Parakeet Dictation
March 12, 2026 · View on GitHub
On-device voice typing for Linux / Wayland with built-in punctuation and capitalization — no cloud API, no GPU required.
Uses sherpa-onnx to run NVIDIA NeMo ASR models locally, including Parakeet TDT 0.6B, one of the highest-accuracy open-source speech recognition models available. Unlike Whisper-based dictation tools, Parakeet produces natively punctuated and capitalized output with no post-processing — making it ideal for live typing workflows.
Validated on Ubuntu 25.04 with KDE Plasma 6 / Wayland.
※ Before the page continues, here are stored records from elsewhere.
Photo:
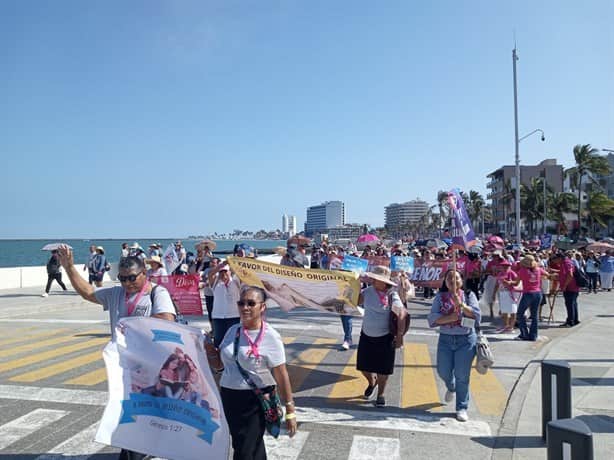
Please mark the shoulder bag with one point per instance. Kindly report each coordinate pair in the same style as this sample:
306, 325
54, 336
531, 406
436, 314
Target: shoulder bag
269, 400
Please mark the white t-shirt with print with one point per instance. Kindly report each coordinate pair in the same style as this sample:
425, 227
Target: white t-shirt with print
272, 354
113, 299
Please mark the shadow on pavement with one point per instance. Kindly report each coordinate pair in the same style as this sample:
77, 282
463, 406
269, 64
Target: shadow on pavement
509, 442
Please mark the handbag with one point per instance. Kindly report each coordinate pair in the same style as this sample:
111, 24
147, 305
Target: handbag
269, 400
484, 355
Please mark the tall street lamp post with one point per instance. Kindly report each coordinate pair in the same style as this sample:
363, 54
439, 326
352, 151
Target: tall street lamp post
517, 145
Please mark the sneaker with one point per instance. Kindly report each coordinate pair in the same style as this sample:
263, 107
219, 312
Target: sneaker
370, 391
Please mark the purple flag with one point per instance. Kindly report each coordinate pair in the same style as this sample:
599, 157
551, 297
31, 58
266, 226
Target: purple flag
462, 232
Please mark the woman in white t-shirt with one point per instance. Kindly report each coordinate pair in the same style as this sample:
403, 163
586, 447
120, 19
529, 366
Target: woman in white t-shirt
260, 353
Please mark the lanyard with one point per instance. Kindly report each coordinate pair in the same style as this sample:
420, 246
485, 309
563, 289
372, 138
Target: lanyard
253, 346
131, 305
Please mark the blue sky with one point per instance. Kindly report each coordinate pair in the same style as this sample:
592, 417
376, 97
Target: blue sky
164, 118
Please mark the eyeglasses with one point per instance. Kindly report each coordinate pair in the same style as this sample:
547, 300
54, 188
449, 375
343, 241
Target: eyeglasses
250, 303
131, 278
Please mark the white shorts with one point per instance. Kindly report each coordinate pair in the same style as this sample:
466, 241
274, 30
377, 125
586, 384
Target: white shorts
508, 302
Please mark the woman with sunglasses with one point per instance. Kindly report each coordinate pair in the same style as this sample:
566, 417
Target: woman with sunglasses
255, 349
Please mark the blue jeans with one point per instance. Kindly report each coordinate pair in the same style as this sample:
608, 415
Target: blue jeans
346, 321
455, 354
531, 301
571, 304
220, 327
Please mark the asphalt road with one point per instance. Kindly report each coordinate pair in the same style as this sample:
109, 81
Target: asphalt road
53, 385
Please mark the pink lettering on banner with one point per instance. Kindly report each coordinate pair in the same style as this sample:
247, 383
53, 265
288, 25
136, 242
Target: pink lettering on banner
429, 273
184, 292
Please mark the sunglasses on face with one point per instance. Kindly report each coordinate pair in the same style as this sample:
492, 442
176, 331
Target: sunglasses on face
131, 278
250, 303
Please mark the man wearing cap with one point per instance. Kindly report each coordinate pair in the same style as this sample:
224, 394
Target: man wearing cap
226, 291
136, 296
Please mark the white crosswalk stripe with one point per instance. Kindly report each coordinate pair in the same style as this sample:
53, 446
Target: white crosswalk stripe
374, 448
25, 425
79, 447
284, 447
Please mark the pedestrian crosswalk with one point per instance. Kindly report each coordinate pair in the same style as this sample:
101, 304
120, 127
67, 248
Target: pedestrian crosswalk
321, 374
32, 435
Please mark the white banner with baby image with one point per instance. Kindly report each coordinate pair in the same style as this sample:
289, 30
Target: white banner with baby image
163, 400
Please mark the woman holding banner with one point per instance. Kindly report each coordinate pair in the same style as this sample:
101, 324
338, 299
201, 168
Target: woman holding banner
253, 356
455, 313
376, 347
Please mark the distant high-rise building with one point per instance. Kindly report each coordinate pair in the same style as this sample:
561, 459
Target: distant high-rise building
291, 226
284, 223
399, 214
326, 215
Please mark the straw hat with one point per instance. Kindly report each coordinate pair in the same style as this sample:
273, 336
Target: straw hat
154, 260
381, 273
528, 261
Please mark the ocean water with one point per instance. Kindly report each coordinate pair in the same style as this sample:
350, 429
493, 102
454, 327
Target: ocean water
27, 253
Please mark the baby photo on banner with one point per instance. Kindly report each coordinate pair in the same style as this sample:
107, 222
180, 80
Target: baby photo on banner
163, 400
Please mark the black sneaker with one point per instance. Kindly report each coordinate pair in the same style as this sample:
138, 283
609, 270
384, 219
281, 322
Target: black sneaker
369, 391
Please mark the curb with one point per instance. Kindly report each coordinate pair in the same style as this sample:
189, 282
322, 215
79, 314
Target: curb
505, 440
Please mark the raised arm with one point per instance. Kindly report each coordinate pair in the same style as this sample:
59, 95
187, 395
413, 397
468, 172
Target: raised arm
84, 289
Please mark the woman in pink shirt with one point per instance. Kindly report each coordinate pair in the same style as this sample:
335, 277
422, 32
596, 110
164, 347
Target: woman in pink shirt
509, 296
531, 274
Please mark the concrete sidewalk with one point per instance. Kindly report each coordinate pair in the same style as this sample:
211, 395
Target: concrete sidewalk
590, 352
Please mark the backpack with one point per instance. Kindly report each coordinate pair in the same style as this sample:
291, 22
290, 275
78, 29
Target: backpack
581, 278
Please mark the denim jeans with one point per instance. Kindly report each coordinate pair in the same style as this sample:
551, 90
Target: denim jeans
571, 304
455, 354
346, 321
530, 300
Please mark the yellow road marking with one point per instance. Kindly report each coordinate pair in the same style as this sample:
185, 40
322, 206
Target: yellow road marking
45, 355
23, 338
44, 343
307, 361
58, 368
488, 394
418, 385
91, 378
351, 383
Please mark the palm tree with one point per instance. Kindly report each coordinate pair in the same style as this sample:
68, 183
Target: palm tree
474, 206
588, 162
561, 204
598, 208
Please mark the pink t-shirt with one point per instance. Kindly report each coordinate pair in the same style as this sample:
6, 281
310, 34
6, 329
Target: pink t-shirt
531, 279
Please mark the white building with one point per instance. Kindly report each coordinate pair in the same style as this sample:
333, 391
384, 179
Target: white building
284, 223
399, 214
326, 215
291, 226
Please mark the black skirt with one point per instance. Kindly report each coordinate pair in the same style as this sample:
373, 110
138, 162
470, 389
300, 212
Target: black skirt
376, 354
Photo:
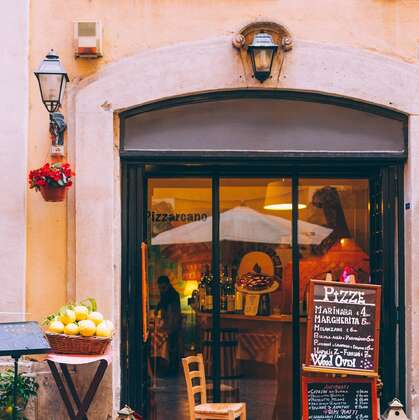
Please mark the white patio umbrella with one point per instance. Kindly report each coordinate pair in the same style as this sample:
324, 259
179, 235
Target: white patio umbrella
245, 225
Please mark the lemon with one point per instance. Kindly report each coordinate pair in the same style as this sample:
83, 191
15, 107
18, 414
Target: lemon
96, 317
87, 328
68, 316
71, 329
81, 312
56, 327
109, 323
104, 329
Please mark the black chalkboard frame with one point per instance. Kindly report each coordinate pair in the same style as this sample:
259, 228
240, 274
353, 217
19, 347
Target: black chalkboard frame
308, 380
310, 315
24, 345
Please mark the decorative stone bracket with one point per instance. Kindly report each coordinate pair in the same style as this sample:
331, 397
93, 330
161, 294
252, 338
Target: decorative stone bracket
280, 36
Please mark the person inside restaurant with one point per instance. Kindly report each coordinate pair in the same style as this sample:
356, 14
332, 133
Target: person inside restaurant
170, 314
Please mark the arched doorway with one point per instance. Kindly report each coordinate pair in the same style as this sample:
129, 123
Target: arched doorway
239, 140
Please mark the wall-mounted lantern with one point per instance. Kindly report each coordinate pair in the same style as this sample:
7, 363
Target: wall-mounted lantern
261, 46
52, 79
262, 51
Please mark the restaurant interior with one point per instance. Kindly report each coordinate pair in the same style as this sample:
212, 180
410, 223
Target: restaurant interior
255, 280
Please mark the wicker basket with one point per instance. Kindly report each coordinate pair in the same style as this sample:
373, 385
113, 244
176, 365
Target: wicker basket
75, 344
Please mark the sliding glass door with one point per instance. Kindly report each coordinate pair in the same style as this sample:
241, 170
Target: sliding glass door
228, 263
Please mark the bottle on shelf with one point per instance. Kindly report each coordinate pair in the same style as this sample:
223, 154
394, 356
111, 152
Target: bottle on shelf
231, 294
202, 291
209, 302
223, 290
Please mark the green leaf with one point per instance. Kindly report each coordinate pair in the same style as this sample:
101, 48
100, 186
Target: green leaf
90, 304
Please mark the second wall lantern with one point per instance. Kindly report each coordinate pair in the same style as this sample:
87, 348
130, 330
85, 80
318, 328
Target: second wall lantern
52, 79
262, 46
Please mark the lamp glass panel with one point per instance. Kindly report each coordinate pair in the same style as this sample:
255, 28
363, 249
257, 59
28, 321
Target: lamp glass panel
63, 85
263, 59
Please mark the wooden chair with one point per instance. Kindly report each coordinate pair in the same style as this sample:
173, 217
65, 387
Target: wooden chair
229, 368
204, 410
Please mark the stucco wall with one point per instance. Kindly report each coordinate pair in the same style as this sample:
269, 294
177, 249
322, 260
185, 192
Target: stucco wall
382, 26
345, 53
13, 155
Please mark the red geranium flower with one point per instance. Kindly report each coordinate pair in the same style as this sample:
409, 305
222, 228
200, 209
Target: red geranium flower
56, 175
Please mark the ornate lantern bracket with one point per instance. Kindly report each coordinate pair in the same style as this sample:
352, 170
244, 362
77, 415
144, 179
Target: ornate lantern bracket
262, 47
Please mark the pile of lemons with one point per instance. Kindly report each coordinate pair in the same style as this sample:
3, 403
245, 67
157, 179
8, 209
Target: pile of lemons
80, 320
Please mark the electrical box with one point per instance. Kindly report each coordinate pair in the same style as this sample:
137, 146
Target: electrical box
88, 39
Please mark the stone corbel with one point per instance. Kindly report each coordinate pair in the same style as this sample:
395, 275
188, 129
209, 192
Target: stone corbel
280, 35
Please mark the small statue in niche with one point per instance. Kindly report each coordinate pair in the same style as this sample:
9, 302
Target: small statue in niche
57, 127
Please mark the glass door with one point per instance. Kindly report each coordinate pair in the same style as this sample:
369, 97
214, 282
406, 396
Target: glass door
179, 239
255, 315
229, 259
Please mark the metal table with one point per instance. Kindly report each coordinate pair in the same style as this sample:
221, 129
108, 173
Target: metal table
63, 360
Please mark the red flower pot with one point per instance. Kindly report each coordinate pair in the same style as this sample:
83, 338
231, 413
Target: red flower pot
53, 194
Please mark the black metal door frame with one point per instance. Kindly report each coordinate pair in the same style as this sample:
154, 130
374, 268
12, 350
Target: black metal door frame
135, 174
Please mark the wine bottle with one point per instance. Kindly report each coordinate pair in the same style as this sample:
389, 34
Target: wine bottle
202, 292
209, 302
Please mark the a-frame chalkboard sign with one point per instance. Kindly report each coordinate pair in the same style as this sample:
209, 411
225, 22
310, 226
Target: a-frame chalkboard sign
17, 339
343, 328
339, 398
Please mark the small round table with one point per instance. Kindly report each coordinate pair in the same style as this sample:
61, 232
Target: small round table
63, 360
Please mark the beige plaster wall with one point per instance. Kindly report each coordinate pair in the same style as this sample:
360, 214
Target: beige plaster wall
130, 26
352, 48
13, 155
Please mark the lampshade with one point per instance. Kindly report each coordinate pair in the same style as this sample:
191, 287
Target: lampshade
279, 196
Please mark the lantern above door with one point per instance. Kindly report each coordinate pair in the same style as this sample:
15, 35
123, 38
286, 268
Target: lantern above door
52, 79
262, 46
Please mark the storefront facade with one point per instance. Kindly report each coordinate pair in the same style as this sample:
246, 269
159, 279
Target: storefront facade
332, 73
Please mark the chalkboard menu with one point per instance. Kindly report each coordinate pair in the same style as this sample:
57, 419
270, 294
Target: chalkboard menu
339, 398
343, 326
18, 338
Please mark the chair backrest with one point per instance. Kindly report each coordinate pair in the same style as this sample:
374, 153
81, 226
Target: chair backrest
190, 375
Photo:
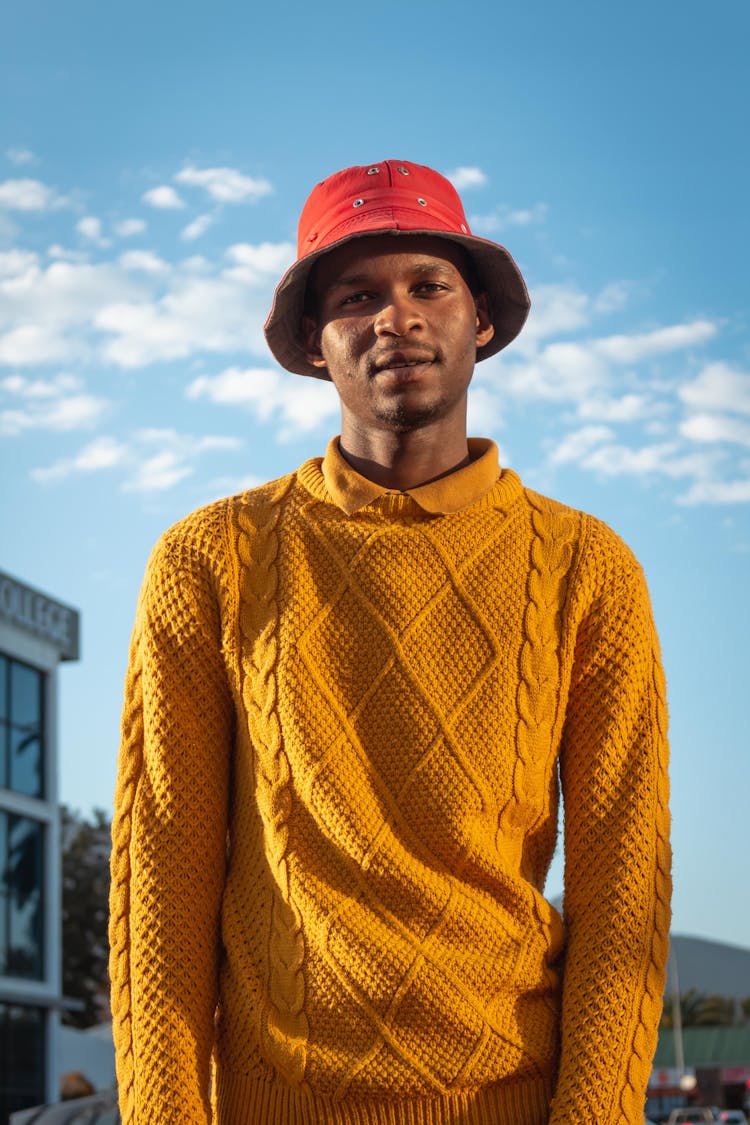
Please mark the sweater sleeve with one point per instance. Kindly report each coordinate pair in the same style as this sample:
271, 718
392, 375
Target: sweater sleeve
616, 839
169, 843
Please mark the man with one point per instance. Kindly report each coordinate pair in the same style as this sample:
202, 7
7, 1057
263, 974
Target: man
353, 696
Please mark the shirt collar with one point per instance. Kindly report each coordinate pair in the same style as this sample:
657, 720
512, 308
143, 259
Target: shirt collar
459, 489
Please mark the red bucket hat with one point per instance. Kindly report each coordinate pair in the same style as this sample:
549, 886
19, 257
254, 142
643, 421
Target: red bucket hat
391, 197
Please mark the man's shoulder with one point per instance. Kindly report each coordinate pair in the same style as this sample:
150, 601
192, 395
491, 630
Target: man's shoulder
201, 532
594, 537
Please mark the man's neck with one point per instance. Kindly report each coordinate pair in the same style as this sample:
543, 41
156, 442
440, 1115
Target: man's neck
403, 460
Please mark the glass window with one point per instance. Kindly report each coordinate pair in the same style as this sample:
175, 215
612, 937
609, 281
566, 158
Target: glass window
21, 728
3, 720
21, 865
21, 1058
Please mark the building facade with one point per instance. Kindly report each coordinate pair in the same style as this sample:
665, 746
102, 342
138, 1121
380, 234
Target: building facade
36, 633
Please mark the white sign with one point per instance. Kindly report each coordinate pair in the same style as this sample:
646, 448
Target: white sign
20, 605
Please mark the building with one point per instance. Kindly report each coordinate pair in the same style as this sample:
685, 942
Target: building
36, 633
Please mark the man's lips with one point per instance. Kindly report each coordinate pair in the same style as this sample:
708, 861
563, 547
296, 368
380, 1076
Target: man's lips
401, 361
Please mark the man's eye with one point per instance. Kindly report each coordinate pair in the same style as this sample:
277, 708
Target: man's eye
355, 298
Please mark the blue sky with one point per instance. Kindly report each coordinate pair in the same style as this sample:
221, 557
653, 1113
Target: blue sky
153, 162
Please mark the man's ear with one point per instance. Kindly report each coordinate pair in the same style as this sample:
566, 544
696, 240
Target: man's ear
485, 326
312, 342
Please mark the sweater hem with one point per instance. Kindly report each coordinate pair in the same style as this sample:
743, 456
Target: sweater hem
250, 1100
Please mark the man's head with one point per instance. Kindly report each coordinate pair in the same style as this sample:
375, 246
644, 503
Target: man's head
398, 199
395, 324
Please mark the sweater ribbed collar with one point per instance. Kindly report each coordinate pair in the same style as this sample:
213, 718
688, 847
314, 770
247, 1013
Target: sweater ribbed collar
352, 492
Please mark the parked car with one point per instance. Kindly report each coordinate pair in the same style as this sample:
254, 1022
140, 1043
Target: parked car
98, 1109
693, 1115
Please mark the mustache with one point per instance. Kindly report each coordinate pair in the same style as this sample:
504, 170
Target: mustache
401, 357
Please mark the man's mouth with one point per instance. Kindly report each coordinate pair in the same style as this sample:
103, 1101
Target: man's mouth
399, 361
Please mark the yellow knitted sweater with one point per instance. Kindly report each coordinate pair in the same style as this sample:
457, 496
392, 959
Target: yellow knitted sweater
349, 714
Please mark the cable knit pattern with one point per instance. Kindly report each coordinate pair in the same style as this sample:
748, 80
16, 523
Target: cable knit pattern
285, 1024
343, 743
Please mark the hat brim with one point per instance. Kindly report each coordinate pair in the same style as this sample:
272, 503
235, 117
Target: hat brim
497, 275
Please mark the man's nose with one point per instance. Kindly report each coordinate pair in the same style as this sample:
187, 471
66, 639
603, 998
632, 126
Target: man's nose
398, 315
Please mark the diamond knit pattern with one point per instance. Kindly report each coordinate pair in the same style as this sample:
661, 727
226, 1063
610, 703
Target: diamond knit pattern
343, 744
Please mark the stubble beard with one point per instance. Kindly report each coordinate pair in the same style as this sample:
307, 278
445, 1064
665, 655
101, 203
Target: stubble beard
400, 417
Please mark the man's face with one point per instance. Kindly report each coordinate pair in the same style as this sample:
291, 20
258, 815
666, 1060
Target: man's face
397, 327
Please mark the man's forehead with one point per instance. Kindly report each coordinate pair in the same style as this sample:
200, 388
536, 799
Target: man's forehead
373, 253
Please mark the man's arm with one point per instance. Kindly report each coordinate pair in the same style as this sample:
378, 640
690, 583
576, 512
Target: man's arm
617, 858
169, 845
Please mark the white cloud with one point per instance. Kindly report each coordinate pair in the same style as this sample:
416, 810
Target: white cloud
15, 262
632, 349
64, 254
90, 228
662, 459
197, 314
464, 178
716, 492
626, 408
198, 226
504, 217
225, 185
256, 263
578, 444
561, 372
102, 452
29, 344
300, 405
719, 387
153, 460
164, 198
59, 404
46, 313
485, 411
20, 156
172, 460
129, 226
613, 297
713, 428
554, 308
28, 196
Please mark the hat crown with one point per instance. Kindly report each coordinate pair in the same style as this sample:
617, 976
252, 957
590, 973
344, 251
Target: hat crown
394, 195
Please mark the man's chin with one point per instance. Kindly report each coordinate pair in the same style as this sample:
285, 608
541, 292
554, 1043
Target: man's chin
404, 417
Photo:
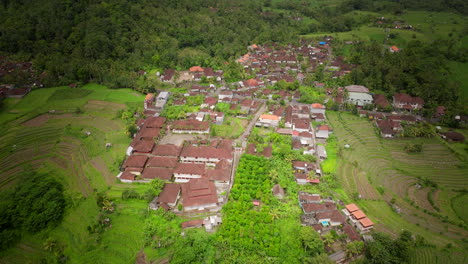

Note: This is a Wayland-only tool. X11 is not supported.
Why not Whisper?
Whisper is excellent for batch transcription but has drawbacks for live dictation:
- No native punctuation control — requires separate punctuation models or heuristics
- High latency — designed for processing complete audio files, not real-time segments
- Heavy — even
whisper-smalluses more RAM than Parakeet TDT 0.6B (int8) while being less accurate for English
The NeMo family (Parakeet, Canary, Nemotron) was designed for production speech pipelines and outputs punctuated text natively. Parakeet TDT 0.6B v3 achieves state-of-the-art word error rates on English benchmarks while running ~30x real-time on CPU.
Why sherpa-onnx?
sherpa-onnx provides a clean, optimized runtime for running ONNX-exported NeMo models. It handles feature extraction, decoding, and streaming — all in a single Python package with no external dependencies beyond ONNX Runtime. This avoids the overhead of full NeMo/PyTorch and enables efficient CPU-only inference even on laptops.
Model Profiles
| Profile | Model | Type | Params | Download | Best for |
|---|---|---|---|---|---|
| desktop | Parakeet TDT 0.6B v3 (int8) | Offline (VAD-segmented) | 600M | 639 MB | Desktop/workstation — best accuracy |
| laptop | Canary 180M Flash (int8) | Offline (VAD-segmented) | 180M | 198 MB | Laptop, low RAM, travel |
| streaming | Nemotron Streaming 0.6B (int8) | Online (frame-by-frame) | 600M | 631 MB | True real-time — lowest latency |
Model types explained
- Offline (VAD-segmented): TEN VAD detects when you pause speaking, then sends the completed speech segment to the model. You get punctuated text ~1–2 seconds after each pause. Best accuracy.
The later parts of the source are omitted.